On January 24, 2008, the Committee established award opportunities pursuant to the Performance Stock Program and made awards of restricted stock under the Restricted Stock Program under the LTIP.  Participants in the LTIP are key executives of PHI and its subsidiaries selected by the Chairman of the Board of PHI and approved by the Committee, including each of the executive officers listed in the table above.
 
Performance Stock Program
 
The award opportunities established under the Performance Stock Program, which account for two-thirds of each participant’s aggregate 2008 Long-Term Incentive Plan award opportunity, relate to performance over a three-year period beginning in 2008 and ending in 2010.  Depending on the extent to which the preestablished performance criteria are satisfied, the participant can earn from 0 to 200% of the target award in the form of shares of Common Stock.  The performance criteria consist of an earnings-per-share goal, which will account for 75% of the potential award, and cash flow per share goal, which will account for 25% of the potential award.  If during the course of the three-year performance period, a significant event occurs, as determined in the discretion of the Compensation/Human Resources Committee, which the Committee expects to have a substantial effect on total shareholder performance during the period, the Committee may revise such measures.
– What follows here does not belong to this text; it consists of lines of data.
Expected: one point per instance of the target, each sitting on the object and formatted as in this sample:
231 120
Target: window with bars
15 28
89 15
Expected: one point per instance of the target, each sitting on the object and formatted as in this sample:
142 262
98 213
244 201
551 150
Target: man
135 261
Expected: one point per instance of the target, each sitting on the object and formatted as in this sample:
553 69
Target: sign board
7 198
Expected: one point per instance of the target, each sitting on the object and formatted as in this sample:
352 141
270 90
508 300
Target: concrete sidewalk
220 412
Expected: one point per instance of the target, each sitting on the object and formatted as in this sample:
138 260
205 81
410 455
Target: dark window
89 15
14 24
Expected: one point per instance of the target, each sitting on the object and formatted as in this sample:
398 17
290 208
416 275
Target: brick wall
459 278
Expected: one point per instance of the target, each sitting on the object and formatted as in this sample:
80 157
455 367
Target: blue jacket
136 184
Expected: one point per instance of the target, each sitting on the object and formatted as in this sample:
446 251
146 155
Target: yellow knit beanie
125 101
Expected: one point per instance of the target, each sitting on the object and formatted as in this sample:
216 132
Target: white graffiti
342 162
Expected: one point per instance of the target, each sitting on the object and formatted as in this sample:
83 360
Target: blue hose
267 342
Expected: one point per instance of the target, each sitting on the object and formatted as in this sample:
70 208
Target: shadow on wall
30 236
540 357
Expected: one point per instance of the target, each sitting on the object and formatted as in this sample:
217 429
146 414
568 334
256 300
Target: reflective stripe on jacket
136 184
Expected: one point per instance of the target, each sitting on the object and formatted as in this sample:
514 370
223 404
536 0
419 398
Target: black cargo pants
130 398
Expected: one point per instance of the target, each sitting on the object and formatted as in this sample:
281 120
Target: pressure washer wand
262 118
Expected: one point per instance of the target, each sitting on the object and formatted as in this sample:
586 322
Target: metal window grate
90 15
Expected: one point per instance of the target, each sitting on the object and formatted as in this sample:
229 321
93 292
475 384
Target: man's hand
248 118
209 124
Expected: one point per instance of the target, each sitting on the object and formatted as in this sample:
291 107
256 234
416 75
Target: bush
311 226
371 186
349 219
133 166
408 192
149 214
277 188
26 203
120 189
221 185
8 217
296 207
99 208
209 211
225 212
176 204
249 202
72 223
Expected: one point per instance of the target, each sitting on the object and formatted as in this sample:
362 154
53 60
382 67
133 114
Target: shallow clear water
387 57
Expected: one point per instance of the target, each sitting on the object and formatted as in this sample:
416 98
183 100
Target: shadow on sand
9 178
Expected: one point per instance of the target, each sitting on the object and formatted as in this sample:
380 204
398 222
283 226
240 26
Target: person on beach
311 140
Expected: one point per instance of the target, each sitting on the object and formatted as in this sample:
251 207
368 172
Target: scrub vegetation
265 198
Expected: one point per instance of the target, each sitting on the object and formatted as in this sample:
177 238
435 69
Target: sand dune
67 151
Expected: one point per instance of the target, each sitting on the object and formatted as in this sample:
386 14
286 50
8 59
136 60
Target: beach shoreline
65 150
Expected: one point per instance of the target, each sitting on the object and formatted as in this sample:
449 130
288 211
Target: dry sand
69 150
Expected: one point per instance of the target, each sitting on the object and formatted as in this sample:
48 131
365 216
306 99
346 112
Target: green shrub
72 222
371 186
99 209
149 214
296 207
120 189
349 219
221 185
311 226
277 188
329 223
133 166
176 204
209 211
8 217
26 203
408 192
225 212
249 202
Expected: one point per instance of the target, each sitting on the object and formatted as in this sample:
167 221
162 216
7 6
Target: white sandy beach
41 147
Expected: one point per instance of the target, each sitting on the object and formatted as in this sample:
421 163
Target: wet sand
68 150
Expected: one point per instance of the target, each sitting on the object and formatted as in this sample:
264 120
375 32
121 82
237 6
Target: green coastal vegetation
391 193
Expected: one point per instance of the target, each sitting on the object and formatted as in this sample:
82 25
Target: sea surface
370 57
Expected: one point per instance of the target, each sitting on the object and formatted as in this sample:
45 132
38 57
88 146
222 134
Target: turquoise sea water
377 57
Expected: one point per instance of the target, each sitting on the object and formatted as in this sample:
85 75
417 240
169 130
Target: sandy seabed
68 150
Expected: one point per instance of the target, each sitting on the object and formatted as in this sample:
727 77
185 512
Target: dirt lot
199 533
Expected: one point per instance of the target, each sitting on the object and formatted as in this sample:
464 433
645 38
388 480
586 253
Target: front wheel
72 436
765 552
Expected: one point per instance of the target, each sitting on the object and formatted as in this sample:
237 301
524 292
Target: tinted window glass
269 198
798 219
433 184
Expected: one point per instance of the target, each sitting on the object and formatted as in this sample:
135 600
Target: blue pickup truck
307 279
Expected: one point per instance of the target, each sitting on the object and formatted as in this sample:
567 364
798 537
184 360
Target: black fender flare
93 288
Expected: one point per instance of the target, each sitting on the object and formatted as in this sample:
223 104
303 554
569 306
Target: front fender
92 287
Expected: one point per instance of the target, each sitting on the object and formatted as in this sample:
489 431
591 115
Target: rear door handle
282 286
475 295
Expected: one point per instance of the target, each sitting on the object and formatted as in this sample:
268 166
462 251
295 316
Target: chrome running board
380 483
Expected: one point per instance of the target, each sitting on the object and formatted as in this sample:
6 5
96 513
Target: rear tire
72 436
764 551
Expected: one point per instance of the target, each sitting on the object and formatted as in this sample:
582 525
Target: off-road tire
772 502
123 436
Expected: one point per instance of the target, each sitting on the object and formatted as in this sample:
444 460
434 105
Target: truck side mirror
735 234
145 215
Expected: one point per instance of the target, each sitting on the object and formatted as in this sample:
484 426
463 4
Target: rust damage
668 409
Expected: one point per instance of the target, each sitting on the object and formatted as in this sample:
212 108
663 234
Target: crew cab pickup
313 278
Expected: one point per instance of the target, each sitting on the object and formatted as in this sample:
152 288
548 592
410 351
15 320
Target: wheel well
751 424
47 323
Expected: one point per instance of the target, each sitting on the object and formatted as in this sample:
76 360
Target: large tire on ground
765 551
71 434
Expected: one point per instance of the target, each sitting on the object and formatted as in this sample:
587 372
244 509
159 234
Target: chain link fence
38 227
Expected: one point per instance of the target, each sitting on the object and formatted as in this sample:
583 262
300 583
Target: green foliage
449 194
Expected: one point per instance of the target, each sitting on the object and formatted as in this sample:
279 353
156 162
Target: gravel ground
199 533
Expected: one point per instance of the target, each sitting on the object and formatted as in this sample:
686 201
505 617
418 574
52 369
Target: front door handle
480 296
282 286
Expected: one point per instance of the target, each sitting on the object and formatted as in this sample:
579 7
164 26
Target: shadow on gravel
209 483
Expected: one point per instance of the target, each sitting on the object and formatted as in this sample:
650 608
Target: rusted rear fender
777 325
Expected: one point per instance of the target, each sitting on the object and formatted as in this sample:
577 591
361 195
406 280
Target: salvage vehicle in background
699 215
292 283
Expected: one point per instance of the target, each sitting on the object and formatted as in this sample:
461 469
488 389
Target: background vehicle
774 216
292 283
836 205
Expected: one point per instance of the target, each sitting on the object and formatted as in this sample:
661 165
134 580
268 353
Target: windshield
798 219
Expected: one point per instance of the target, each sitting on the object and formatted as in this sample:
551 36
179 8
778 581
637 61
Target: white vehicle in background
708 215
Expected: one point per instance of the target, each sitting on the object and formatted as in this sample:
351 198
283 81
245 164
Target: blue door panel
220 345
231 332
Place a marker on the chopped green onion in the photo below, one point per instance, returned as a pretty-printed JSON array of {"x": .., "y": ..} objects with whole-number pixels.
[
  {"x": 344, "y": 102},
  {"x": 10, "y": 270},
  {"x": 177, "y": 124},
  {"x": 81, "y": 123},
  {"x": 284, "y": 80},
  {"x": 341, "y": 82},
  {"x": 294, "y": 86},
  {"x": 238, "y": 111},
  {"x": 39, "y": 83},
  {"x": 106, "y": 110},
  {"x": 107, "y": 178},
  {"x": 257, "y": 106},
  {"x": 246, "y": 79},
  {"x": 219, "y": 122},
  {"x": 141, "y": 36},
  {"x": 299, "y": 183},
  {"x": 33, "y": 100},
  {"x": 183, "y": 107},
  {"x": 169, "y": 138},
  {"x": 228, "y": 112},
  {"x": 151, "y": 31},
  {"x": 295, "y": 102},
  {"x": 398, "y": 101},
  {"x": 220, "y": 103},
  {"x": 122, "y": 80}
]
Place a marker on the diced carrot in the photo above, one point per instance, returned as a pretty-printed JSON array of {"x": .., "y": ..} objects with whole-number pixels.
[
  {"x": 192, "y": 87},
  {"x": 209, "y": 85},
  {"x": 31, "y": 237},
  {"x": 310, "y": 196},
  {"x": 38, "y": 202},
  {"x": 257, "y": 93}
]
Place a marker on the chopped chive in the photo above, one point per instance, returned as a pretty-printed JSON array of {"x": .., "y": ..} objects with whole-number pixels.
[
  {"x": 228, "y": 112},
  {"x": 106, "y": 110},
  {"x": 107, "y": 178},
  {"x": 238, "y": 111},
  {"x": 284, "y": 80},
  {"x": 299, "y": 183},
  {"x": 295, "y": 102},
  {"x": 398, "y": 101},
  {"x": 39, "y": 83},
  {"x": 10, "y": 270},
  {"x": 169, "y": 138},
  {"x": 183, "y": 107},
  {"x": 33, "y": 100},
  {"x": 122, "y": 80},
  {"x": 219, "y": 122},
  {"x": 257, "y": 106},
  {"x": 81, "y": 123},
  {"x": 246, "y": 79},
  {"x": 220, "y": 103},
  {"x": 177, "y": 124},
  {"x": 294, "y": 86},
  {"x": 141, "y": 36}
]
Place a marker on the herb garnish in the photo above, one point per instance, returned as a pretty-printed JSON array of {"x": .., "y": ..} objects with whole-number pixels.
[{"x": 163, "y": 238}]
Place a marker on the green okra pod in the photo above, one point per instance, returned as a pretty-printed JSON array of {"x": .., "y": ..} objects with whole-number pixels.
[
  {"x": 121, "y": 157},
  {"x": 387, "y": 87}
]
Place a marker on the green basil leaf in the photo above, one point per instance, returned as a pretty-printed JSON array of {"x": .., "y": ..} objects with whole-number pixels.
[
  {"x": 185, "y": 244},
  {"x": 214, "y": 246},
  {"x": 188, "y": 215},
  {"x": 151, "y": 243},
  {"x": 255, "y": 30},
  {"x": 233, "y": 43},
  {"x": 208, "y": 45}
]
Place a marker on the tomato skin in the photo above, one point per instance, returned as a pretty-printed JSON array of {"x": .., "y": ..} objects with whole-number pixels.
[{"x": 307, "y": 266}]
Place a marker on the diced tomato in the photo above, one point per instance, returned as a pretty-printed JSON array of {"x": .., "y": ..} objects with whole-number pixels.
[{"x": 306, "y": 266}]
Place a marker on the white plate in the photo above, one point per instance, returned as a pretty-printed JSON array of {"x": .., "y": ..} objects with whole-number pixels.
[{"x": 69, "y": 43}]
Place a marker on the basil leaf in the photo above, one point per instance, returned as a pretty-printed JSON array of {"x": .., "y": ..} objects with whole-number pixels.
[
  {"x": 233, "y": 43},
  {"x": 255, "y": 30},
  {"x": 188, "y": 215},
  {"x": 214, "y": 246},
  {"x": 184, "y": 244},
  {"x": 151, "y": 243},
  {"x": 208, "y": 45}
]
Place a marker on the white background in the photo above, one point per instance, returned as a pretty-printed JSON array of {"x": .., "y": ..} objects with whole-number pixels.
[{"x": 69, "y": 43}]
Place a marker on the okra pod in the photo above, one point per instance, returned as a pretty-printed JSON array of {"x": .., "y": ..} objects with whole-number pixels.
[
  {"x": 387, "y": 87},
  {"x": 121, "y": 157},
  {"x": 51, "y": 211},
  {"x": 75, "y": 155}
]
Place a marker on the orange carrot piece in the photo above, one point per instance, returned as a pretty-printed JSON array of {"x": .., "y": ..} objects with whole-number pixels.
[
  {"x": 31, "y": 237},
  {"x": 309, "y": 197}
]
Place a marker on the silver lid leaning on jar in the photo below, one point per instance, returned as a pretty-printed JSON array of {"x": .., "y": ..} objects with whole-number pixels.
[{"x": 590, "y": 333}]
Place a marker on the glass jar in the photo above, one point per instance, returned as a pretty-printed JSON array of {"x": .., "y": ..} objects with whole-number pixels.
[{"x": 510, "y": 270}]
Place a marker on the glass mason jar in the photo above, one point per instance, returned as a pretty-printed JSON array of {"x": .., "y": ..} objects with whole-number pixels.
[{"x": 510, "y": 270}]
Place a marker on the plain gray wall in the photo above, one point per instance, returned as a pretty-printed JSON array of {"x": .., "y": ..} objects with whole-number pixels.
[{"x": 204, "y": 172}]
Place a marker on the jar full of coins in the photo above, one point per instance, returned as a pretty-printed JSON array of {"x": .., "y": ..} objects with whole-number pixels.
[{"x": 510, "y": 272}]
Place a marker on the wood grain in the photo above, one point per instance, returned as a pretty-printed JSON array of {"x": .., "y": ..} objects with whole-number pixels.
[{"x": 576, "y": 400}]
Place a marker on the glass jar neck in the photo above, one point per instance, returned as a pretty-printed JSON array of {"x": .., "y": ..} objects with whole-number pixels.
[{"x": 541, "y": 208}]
The target award opportunity and maximum award opportunity (representing 200% of the target award opportunity) of each listed executive officer are shown in the table above.
 
Restricted Stock Program
 
Under the Restricted Stock Program, each listed executive officer has received a grant of shares of restricted stock, which accounts for one-third of the executive’s aggregate 2008 Long-Term Incentive Plan award opportunity.  The shares of restricted stock are subject to forfeiture if the employment of the executive terminates before January 24, 2011, except that in the even of death, disability or retirement, the award is prorated to the date of termination.  During the vesting period, the executive has all rights of ownership with respect to the shares, including the right to vote the shares and the right to receive dividends on the shares, which dividends the executive will be entitled to retain whether or not the shares vest.